Wie auch das spröde Herz mag widerstreben,
Und wie er vor sich selber sich verstelle,
Es kann der Mensch nicht ohne Liebe leben.
Die Liebe ist die große Lebensquelle,
Daraus des Daseins ew'ge Ströme fließen,
Endlos, unstillbar, wie des Meeres Welle.
Sie läßt die Blumen auf dem Felde sprießen,
Die Lerchen lehrt sie und die Nachtigallen,
Daß sie in Wohllaut jubelnd sich ergießen.
In todten Steinen, fühllosen Metallen
Läßt sie verborg'ne Lebensfülle wogen
Und blüht empor in leuchtenden Krystallen.

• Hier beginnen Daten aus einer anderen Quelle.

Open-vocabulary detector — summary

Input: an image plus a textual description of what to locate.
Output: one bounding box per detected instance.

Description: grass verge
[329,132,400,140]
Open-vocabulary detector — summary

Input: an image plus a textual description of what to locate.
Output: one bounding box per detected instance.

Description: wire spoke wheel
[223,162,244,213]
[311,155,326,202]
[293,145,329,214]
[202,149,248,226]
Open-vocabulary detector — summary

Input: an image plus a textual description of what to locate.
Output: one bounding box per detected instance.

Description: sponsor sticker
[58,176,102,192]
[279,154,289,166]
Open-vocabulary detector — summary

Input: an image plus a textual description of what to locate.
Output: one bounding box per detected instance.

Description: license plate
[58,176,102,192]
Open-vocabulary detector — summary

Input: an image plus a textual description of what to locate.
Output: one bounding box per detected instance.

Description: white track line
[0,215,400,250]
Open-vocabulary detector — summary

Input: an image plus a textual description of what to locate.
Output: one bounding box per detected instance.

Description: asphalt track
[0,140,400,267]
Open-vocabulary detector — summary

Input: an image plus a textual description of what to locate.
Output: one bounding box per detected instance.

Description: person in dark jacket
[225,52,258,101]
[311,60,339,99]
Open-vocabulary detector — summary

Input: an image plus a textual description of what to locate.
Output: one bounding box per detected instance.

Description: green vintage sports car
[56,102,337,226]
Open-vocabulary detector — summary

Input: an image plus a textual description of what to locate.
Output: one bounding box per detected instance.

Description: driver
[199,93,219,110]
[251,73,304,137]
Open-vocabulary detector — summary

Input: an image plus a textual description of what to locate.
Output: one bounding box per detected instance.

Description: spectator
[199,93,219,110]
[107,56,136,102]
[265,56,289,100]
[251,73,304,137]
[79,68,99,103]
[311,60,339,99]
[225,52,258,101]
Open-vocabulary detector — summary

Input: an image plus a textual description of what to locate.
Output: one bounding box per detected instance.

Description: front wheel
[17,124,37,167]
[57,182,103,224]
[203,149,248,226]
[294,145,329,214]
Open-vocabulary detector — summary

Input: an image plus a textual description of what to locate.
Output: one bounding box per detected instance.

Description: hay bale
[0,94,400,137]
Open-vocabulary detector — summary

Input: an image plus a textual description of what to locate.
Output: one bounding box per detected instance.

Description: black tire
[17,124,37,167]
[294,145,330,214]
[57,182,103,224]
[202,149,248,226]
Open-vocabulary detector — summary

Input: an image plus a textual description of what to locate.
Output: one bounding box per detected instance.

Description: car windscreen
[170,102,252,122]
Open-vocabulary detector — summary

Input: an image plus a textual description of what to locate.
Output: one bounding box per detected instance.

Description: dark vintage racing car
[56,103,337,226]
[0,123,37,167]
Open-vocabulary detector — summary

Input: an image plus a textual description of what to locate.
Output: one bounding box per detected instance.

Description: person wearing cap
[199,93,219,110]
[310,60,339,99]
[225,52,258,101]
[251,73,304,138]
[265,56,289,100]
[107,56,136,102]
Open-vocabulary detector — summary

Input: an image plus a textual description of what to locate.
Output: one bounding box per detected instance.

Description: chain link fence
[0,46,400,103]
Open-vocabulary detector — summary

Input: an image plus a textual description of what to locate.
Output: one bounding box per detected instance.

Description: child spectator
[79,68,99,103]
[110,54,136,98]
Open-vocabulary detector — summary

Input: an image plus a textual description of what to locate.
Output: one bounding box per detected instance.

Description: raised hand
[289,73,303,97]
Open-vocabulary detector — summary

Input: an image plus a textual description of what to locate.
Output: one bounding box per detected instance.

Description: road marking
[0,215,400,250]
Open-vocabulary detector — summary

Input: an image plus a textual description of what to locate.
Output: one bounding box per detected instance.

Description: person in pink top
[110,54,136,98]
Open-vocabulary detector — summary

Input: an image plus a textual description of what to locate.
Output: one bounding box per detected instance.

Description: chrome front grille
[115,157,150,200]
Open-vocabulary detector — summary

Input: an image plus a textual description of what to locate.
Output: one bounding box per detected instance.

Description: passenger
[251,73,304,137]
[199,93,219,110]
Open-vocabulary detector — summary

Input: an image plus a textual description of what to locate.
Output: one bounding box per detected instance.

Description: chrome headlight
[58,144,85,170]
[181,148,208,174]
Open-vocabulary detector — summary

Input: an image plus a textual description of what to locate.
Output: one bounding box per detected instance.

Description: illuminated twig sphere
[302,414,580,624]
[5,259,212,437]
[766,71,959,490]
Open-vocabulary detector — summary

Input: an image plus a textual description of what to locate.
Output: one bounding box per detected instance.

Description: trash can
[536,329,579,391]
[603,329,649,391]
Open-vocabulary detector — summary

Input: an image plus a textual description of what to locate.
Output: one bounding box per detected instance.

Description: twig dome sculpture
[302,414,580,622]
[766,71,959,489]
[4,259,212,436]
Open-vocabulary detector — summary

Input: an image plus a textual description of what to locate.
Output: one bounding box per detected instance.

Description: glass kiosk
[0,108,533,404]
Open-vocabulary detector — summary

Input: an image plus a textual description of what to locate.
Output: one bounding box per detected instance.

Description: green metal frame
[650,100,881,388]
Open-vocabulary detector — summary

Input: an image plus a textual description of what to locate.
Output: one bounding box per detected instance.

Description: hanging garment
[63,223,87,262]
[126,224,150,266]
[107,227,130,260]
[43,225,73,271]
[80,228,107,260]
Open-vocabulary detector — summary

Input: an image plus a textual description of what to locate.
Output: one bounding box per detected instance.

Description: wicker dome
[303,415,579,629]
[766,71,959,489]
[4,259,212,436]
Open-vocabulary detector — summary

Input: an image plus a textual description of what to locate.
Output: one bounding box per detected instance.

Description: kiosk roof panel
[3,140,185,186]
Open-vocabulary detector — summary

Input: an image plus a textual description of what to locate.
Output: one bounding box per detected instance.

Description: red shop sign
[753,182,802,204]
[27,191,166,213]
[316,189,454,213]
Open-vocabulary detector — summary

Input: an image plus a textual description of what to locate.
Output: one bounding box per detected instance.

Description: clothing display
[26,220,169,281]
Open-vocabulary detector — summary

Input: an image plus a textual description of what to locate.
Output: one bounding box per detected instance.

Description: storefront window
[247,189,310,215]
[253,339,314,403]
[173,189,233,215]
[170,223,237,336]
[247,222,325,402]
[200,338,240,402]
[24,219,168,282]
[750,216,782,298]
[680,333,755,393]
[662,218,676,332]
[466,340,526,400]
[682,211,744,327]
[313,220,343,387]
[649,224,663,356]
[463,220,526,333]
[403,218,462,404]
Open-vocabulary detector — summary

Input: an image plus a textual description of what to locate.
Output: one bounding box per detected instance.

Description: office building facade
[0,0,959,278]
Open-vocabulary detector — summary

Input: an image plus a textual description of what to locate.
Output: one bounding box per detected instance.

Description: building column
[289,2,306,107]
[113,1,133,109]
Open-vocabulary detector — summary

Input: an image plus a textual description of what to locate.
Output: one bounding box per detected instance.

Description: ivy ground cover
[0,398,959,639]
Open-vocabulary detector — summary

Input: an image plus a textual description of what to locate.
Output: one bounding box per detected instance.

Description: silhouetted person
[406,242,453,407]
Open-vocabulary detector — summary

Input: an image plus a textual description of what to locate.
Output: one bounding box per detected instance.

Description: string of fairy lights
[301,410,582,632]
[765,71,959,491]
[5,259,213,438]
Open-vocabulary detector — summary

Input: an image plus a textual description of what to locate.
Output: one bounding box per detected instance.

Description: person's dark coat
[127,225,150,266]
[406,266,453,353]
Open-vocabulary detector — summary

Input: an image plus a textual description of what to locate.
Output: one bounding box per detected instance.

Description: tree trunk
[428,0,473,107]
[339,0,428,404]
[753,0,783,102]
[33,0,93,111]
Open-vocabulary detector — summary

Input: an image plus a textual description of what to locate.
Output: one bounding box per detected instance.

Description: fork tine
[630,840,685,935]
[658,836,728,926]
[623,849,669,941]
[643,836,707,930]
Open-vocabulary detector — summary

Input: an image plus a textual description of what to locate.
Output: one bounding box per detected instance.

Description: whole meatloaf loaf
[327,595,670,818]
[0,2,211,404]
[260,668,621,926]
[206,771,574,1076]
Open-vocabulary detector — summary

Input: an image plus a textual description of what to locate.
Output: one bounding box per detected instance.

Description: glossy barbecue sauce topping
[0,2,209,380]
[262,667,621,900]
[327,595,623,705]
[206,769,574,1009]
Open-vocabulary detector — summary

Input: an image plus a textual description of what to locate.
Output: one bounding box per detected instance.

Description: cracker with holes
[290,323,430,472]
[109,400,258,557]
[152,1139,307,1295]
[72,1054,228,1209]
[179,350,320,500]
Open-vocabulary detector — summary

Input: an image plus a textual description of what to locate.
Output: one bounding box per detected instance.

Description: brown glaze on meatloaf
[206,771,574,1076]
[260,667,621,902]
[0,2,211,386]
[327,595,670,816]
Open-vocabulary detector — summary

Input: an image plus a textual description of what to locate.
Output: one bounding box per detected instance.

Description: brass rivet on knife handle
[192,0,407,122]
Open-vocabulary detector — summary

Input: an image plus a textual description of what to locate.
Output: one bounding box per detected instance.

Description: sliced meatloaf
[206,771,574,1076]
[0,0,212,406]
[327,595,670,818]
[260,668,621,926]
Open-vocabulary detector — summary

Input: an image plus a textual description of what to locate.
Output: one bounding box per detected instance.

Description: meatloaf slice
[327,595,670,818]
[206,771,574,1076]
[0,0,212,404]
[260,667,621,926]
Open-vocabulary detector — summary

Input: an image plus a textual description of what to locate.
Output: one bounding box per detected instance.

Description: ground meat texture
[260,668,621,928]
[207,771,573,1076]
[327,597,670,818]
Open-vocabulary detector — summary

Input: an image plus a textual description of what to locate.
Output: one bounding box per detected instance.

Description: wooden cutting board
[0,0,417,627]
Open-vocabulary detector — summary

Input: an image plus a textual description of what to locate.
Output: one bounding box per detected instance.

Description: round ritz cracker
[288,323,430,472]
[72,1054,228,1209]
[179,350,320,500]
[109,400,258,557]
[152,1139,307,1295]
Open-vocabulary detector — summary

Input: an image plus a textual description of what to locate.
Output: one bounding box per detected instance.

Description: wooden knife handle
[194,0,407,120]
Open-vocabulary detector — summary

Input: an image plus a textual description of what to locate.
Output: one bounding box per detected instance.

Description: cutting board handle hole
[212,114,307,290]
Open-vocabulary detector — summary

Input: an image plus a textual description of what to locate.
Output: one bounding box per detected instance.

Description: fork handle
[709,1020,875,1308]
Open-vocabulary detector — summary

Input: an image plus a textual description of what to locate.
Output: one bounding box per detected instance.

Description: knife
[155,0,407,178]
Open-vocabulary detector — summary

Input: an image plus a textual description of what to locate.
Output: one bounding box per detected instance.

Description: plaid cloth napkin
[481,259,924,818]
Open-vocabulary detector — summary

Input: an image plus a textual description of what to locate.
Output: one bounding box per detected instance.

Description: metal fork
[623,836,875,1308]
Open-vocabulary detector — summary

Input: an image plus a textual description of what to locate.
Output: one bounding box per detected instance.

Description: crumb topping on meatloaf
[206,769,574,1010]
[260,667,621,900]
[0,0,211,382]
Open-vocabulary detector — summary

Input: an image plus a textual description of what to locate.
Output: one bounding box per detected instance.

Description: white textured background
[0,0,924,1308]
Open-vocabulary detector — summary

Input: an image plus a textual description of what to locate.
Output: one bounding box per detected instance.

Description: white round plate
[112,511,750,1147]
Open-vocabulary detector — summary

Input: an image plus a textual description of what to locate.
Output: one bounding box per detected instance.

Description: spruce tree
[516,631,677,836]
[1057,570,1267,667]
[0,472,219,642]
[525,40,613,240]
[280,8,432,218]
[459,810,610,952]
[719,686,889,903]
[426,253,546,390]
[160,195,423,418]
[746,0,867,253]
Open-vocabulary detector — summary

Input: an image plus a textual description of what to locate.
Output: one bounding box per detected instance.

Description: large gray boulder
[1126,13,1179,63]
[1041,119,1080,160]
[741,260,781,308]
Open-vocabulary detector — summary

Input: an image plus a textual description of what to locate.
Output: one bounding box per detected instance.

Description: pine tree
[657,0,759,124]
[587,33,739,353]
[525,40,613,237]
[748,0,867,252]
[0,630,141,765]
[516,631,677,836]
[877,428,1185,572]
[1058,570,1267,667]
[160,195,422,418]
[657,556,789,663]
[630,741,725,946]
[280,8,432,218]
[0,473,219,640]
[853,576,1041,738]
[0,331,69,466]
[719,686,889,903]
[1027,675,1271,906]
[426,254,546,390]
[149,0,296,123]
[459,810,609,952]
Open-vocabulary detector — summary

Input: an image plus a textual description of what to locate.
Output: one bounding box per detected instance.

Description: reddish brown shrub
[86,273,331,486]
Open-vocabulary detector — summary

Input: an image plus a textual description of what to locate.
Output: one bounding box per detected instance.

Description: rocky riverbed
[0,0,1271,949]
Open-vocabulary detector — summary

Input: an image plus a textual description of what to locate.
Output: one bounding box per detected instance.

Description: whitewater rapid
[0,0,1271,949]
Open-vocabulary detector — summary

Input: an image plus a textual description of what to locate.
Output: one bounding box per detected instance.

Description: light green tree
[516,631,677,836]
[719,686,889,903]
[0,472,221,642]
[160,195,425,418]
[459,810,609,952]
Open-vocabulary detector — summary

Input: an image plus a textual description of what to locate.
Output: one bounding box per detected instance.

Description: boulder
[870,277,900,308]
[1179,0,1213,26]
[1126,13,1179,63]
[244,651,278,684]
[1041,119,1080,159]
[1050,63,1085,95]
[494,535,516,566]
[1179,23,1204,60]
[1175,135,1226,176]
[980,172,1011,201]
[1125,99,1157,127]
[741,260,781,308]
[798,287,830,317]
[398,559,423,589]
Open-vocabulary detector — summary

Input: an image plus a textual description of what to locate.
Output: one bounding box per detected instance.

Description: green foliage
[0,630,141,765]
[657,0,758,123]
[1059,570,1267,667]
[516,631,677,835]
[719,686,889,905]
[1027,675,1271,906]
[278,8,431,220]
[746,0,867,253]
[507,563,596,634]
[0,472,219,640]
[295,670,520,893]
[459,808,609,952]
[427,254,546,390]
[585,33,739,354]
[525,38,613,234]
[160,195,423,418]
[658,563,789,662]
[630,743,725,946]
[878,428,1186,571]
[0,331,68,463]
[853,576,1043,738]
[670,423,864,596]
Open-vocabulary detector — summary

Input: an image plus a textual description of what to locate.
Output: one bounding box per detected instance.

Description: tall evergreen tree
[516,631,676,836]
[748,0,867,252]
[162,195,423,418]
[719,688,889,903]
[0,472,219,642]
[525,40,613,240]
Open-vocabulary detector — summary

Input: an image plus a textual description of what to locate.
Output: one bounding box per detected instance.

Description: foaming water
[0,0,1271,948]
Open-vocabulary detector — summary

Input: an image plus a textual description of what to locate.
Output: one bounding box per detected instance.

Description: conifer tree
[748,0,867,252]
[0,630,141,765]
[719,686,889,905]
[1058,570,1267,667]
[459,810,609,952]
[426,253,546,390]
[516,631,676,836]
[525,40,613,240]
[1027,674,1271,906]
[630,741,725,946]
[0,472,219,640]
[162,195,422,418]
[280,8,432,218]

Ja droben selbst am blauen Himmelsbogen,
Die ew'gen Sterne selbst, die milden, guten,
Sie fühlen wie von Liebe sich gezogen.
Es brennt der bleiche Mond in keuschen Gluten,
Er spiegelt sich im Meer und zwingt die Wellen,
In Liebesdrang zu ebben und zu fluten. –
Strömt Liebe so aus hunderttausend Quellen,
Wie willst denn du, o Mensch, von allen Wesen
Nur außerhalb dich ihres Zaubers stellen?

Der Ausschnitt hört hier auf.